LMDepth: Lightweight Mamba-based Monocular Depth Estimation for Real-World Deployment
- URL: http://arxiv.org/abs/2505.00980v1
- Date: Fri, 02 May 2025 04:00:03 GMT
- Title: LMDepth: Lightweight Mamba-based Monocular Depth Estimation for Real-World Deployment
- Authors: Jiahuan Long, Xin Zhou,
- Abstract summary: LMDepth is a lightweight monocular depth estimation network designed to reconstruct high-precision depth information.<n>We show that LMDepth achieves higher performance with fewer parameters and lower computational complexity.<n>We further deploy LMDepth on an embedded platform with INT8 quantization, validating its practicality for real-world edge applications.

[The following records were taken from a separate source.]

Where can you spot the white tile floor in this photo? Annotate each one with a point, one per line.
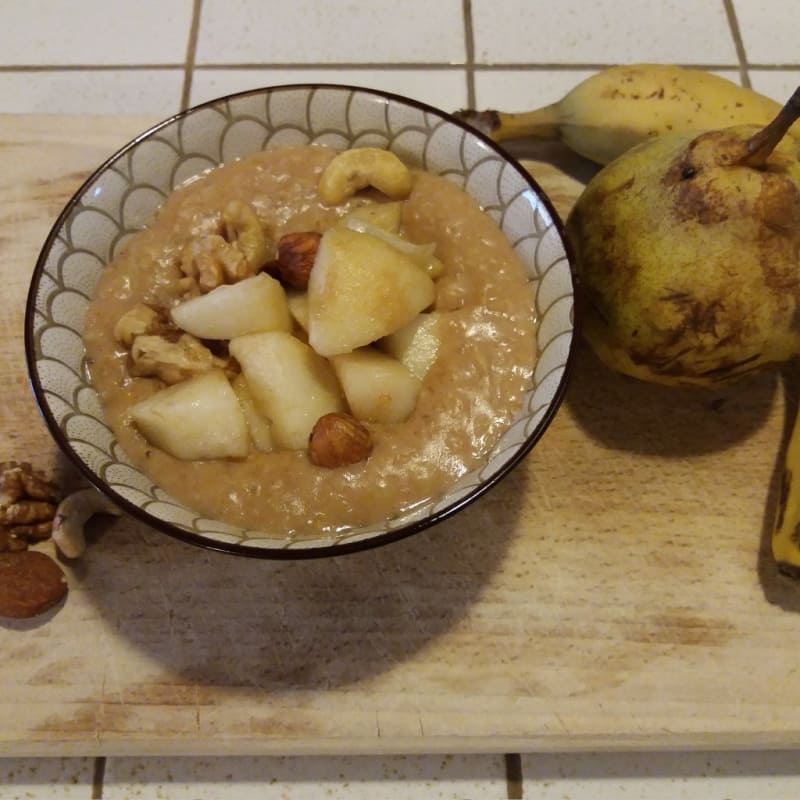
(157, 56)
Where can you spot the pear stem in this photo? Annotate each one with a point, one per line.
(766, 140)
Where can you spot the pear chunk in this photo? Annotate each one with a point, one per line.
(197, 419)
(249, 306)
(257, 424)
(378, 388)
(416, 345)
(290, 384)
(423, 254)
(361, 289)
(298, 308)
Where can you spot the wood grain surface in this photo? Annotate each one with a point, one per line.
(614, 592)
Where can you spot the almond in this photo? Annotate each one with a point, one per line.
(338, 439)
(296, 254)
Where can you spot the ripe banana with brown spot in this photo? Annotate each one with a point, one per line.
(619, 107)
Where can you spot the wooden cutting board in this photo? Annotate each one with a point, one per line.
(614, 592)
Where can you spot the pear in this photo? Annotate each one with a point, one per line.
(686, 249)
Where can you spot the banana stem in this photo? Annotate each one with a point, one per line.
(543, 123)
(766, 140)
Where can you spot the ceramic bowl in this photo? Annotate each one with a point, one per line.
(124, 192)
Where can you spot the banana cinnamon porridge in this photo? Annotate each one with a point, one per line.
(298, 366)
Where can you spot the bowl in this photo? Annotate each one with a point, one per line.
(124, 192)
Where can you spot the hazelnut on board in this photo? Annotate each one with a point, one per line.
(296, 254)
(337, 440)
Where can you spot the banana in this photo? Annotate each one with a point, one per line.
(786, 529)
(619, 107)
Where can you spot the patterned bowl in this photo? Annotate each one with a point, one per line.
(124, 192)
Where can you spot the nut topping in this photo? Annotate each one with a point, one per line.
(296, 254)
(337, 440)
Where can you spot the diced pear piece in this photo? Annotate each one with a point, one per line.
(291, 385)
(416, 345)
(199, 418)
(360, 290)
(378, 388)
(251, 305)
(423, 254)
(298, 308)
(386, 216)
(257, 424)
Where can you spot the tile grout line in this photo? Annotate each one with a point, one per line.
(738, 42)
(513, 764)
(469, 51)
(191, 52)
(97, 777)
(363, 65)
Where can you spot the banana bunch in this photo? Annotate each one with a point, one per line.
(619, 107)
(614, 110)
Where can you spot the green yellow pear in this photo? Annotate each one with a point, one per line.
(687, 250)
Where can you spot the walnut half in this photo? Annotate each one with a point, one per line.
(27, 506)
(172, 362)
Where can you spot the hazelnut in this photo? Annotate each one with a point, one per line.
(337, 440)
(296, 254)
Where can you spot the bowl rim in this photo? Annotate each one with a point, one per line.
(286, 552)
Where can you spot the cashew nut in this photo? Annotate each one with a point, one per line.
(356, 169)
(242, 228)
(72, 514)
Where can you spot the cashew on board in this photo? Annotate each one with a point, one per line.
(72, 514)
(361, 167)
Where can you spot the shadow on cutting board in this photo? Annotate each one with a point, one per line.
(218, 620)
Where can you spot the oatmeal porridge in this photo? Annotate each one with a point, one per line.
(483, 366)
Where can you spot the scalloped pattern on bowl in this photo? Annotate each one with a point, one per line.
(123, 194)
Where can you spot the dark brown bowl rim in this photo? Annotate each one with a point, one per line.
(288, 552)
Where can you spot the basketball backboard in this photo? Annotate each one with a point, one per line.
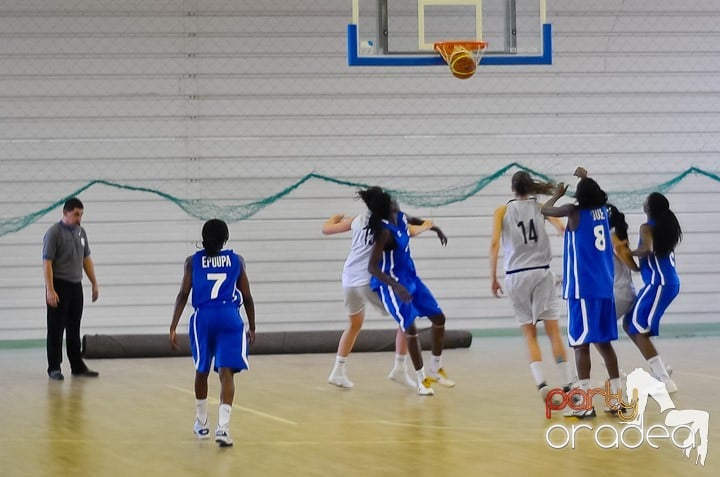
(402, 32)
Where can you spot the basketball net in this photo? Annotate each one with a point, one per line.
(461, 56)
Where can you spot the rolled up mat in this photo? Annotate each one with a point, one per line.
(281, 342)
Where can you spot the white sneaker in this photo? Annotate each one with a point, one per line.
(222, 437)
(201, 430)
(669, 384)
(425, 387)
(440, 376)
(340, 380)
(400, 376)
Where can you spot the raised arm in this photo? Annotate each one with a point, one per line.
(622, 252)
(417, 226)
(549, 210)
(558, 224)
(495, 250)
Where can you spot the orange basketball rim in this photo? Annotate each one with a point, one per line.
(461, 56)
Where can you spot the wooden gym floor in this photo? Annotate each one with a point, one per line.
(136, 419)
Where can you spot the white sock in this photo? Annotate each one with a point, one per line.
(340, 363)
(536, 370)
(657, 367)
(435, 363)
(566, 372)
(420, 373)
(224, 415)
(201, 410)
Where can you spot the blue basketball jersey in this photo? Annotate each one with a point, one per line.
(588, 257)
(397, 262)
(214, 279)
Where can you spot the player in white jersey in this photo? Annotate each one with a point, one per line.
(520, 227)
(624, 263)
(355, 282)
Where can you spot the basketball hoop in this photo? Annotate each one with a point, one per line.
(461, 56)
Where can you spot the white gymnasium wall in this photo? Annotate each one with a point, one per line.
(230, 102)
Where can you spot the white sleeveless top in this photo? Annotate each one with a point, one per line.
(355, 272)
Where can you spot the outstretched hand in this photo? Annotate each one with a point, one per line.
(580, 172)
(496, 288)
(560, 190)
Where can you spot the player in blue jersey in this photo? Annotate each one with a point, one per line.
(658, 238)
(588, 279)
(403, 294)
(219, 285)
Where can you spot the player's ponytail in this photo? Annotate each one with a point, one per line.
(215, 234)
(379, 203)
(523, 184)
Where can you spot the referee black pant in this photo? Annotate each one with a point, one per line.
(65, 318)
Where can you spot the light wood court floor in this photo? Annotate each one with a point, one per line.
(136, 419)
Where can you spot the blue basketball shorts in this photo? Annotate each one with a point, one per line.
(651, 303)
(423, 303)
(217, 334)
(591, 320)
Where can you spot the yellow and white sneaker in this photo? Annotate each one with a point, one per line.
(425, 387)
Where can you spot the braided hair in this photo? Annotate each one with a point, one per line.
(215, 234)
(380, 205)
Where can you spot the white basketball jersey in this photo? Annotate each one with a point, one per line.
(355, 272)
(524, 239)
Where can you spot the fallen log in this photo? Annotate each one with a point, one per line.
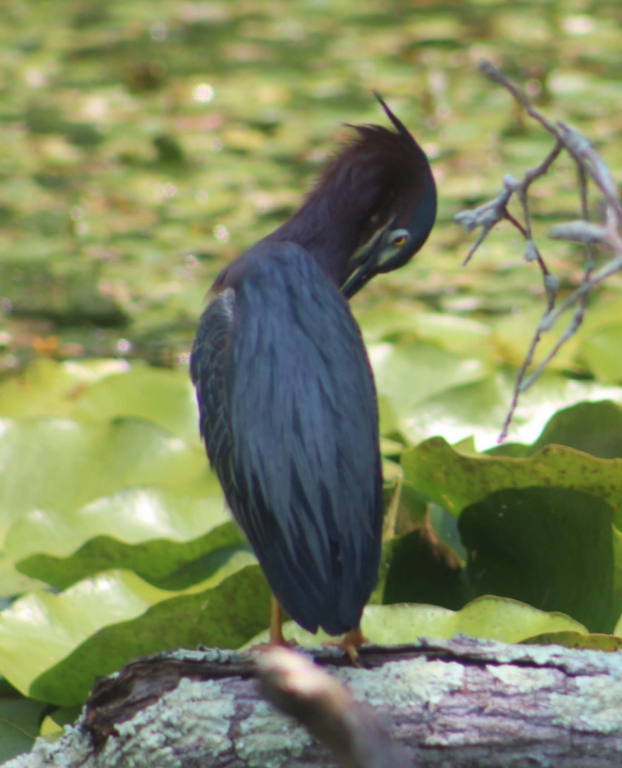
(461, 702)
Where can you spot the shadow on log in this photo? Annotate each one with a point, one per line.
(462, 702)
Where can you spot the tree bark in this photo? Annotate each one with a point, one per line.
(453, 703)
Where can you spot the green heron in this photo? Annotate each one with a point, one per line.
(286, 395)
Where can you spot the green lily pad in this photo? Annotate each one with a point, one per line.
(152, 531)
(455, 480)
(594, 428)
(102, 390)
(49, 388)
(490, 618)
(166, 398)
(59, 465)
(548, 547)
(53, 647)
(596, 352)
(423, 569)
(19, 726)
(407, 374)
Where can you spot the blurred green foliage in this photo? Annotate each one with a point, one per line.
(147, 144)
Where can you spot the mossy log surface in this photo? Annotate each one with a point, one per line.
(453, 703)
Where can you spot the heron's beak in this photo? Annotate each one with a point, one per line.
(363, 266)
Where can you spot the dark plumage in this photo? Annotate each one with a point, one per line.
(286, 395)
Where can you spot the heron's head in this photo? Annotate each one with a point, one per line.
(402, 224)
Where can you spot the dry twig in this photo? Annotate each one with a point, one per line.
(590, 167)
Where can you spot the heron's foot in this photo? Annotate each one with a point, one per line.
(350, 642)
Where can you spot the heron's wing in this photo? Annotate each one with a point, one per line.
(209, 363)
(304, 479)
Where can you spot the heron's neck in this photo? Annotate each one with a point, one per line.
(329, 225)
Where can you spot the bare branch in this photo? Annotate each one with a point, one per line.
(590, 167)
(301, 689)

- Score: 3.8883236454187347
- License: http://arxiv.org/licenses/nonexclusive-distrib/1.0/
- Abstract: Monocular depth estimation provides an additional depth dimension to RGB images, making it widely applicable in various fields such as virtual reality, autonomous driving and robotic navigation. However, existing depth estimation algorithms often struggle to effectively balance performance and computational efficiency, which poses challenges for deployment on resource-constrained devices. To address this, we propose LMDepth, a lightweight Mamba-based monocular depth estimation network, designed to reconstruct high-precision depth information while maintaining low computational overhead. Specifically, we propose a modified pyramid spatial pooling module that serves as a multi-scale feature aggregator and context extractor, ensuring global spatial information for accurate depth estimation. Moreover, we integrate multiple depth Mamba blocks into the decoder. Designed with linear computations, the Mamba Blocks enable LMDepth to efficiently decode depth information from global features, providing a lightweight alternative to Transformer-based architectures that depend on complex attention mechanisms. Extensive experiments on the NYUDv2 and KITTI datasets demonstrate the effectiveness of our proposed LMDepth. Compared to previous lightweight depth estimation methods, LMDepth achieves higher performance with fewer parameters and lower computational complexity (measured by GFLOPs). We further deploy LMDepth on an embedded platform with INT8 quantization, validating its practicality for real-world edge applications.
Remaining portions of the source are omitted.